The return of third-party equity investors was welcomed. Captive equity distributions were more prevalent last year, with 85% of issuance driven by BYOE, but one panellist predicted a 50/50 split between captive and third-party equity investments going forward. To have more participation from third-party CLO equity investors, the market needs tighter triple-As, however.

The good thing, they said, is that there is higher secondary activity for CLO equity, which has led to clear price discovery, while historic performance and historic distributions are also attracting some interest in the product (equity payments were suffering due to rate mismatch, but are now benefiting from rising rates).

8. CLOs innovate as concerning clauses creep in docs

CLO structures have evolved this year with larger deal sizes and delayed draw triple-A tranches to prevent cash drag.

On the documentation side, however, there have have also been some weakening of CLO structural protections.

The par value test is mostly calculated based on the double-B tranche rather than the single-B tranche, for example. There have also been some tweaks in the interest waterfall where the amount of interest being used to cure coverage tests first takes into consideration principal payments after the reinvestment period.

Less obvious leakage provisions include the use of principal to fund the reclassification of an LMO (loss mitigation obligation) to a CDO (collateralised debt obligation) without any sort of conditions, which could lead to par erosions, said one panellist

There have also been proposals for multiple payment frequency switches, and instances of optional redemption at less than par with just ordinary resolution.

Meanwhile. credit enhancement has also been going down but there has been a bit of pushback from investors. Investors have also pushed back on snooze drags, which were prevalent last year

9. M&A always on the cards, but process is difficult

Buying a CLO manager is a difficult process, with a number of bidders involved, one panellist said, adding risk retention makes it especially complex.

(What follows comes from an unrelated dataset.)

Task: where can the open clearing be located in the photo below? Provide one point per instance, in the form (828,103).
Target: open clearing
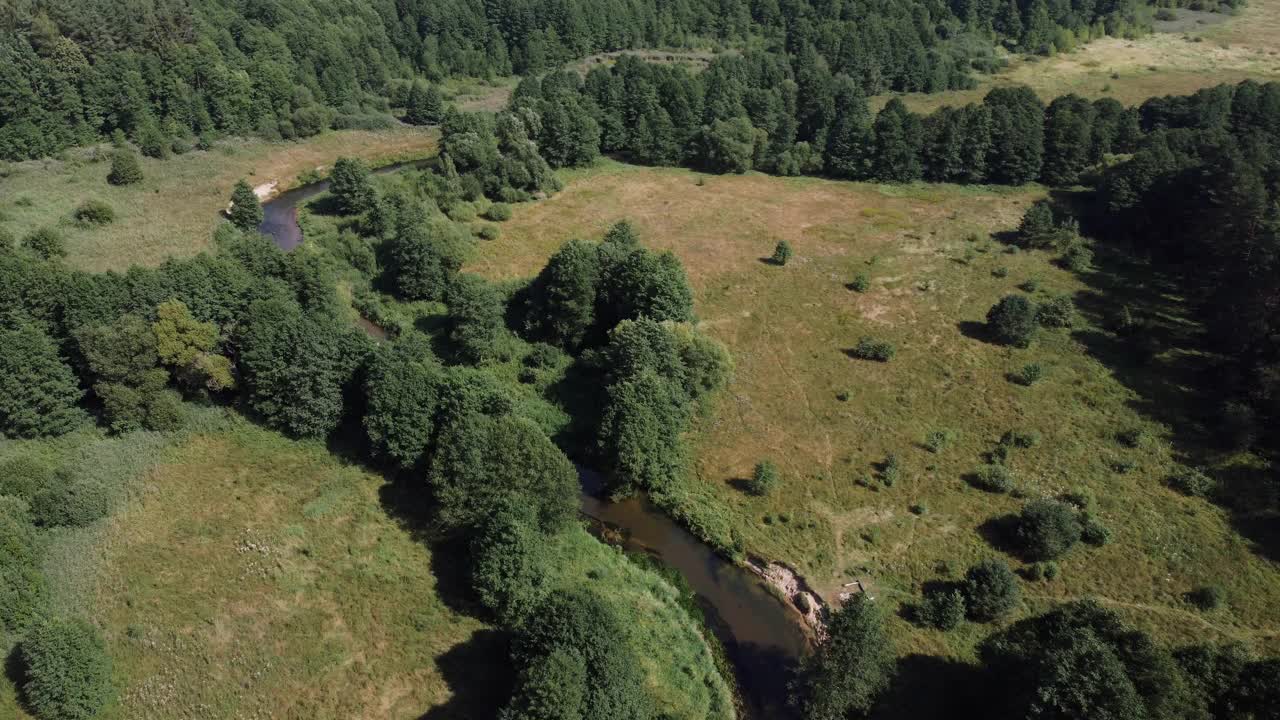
(789,329)
(1162,63)
(173,212)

If the manager is holding the risk retention, it's difficult to move the management contract over to the new platform (with people potentially buying the manager entity and incorporating that into the new business). These management entities may also have other lines of business, other management advisory contracts or hidden liabilities involved in their platform

There are also cultural considerations with managers having their own styles and different investor stips. And while CLOs don’t usually have change of control clauses in them, warehouses and retention financing often do.